На сей раз она выдержана в спокойном ритме, хотя это вовсе не то веселое и невзыскательное искусство, распространившееся от Харлема до Утрехта, от Амстердама до Лейдена, которое Ливенс привнес в мастерскую. Несколько месяцев Рембрандт подставлял себя всем ветрам живописи, чтобы найти тот, который с большей силой раздует огонь его творчества. Ибо он хочет, чтобы живопись пылала, чтобы она вырвалась из благополучия, благопристойности, где остыла в угоду теплым заказчикам. Зачем писать, если не очищаться самому и не давать всем остальным повод задуматься?

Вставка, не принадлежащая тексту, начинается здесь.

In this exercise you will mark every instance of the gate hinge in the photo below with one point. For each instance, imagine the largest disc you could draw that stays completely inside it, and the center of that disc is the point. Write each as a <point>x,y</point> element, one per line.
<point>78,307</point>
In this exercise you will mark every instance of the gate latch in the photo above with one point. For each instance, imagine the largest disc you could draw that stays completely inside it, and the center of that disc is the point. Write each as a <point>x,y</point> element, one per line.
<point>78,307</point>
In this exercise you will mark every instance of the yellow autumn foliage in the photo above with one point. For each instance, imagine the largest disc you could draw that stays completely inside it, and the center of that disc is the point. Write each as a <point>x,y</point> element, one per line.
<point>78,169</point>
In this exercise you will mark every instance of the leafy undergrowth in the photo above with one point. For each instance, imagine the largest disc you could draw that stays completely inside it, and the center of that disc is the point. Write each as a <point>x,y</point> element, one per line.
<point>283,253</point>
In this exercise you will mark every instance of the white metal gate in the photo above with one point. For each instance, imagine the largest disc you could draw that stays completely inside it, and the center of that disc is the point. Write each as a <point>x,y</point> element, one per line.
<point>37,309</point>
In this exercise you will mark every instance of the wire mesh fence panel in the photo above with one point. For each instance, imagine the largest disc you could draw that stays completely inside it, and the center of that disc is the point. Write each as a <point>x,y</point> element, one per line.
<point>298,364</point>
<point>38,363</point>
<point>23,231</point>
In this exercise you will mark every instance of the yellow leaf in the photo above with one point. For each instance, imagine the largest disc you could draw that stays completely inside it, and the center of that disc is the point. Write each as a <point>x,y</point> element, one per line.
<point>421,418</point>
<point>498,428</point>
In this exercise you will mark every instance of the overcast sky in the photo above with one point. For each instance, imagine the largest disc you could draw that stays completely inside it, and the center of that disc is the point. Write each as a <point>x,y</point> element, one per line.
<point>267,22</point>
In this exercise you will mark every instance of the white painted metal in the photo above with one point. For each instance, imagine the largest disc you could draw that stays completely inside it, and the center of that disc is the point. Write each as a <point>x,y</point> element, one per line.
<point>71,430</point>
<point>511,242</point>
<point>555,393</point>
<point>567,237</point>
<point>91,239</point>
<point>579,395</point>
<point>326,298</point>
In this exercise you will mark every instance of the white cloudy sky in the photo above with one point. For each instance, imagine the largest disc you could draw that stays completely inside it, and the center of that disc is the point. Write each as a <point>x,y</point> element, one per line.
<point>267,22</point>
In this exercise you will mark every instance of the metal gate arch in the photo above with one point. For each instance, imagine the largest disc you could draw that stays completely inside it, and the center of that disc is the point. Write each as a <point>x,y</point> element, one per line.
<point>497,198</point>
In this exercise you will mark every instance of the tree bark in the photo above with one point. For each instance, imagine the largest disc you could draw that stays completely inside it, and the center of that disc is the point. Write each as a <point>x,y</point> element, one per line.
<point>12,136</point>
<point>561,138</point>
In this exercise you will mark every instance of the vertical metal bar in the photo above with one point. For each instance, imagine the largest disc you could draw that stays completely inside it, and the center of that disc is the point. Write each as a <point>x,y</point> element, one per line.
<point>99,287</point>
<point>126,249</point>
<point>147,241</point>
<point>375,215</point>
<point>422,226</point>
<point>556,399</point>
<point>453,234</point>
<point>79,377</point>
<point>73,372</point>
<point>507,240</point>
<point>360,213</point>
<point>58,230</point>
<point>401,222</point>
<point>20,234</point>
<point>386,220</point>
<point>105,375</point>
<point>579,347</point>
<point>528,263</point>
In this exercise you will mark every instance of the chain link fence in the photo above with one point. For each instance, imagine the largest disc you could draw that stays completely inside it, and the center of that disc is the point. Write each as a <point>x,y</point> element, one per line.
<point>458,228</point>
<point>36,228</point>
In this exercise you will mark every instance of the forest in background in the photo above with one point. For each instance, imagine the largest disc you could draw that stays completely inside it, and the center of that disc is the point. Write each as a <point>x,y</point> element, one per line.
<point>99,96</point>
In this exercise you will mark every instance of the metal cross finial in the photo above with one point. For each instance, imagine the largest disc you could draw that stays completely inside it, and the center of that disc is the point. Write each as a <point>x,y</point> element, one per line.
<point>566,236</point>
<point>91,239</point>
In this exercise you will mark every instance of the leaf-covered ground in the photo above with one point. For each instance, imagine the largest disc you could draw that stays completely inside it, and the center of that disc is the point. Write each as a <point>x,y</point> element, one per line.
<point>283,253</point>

Страна была взбудоражена обретением независимости. Потом этот порыв пошел на убыль. Рембрандт принадлежал к послевоенному поколению. Те, кто изгнал врага, свергнул одну власть, чтобы утвердить другую, считали, что они дали шанс своему поколению. Их сыновья полагали, что пришла пора других революций. В искусстве, по мнению Рембрандта, все надо было начинать заново. Живопись не может ограничиться восхвалением комитетов и народной милиции. Раз уж изображать Христа более невозможно, раз уж ад превратился в лубочную картинку, которая больше никого не пугает, неужели искусство должно покорно льстить обществу, которое, не испытывая духовного страха, скатывается к посредственности? Нужно снова ввести духовность в обыденный мир. Нужно разверзнуть пропасть под ногами слишком уверенного в себе народа, считающего, что уже решил все проблемы. Неужели это правда, что в небе нет больше ангелов – только тучи и ветер? А живопись осуждена изображать лишь милые аллегории, собрания гражданских обществ, галантные сцены в кабаках и натюрморты без излишеств, чтобы избежать обвинения в превознесении греха чревоугодия?
6
То есть не ищущий цвет в натуре, а как бы домысливающий его. (Примеч. ред.)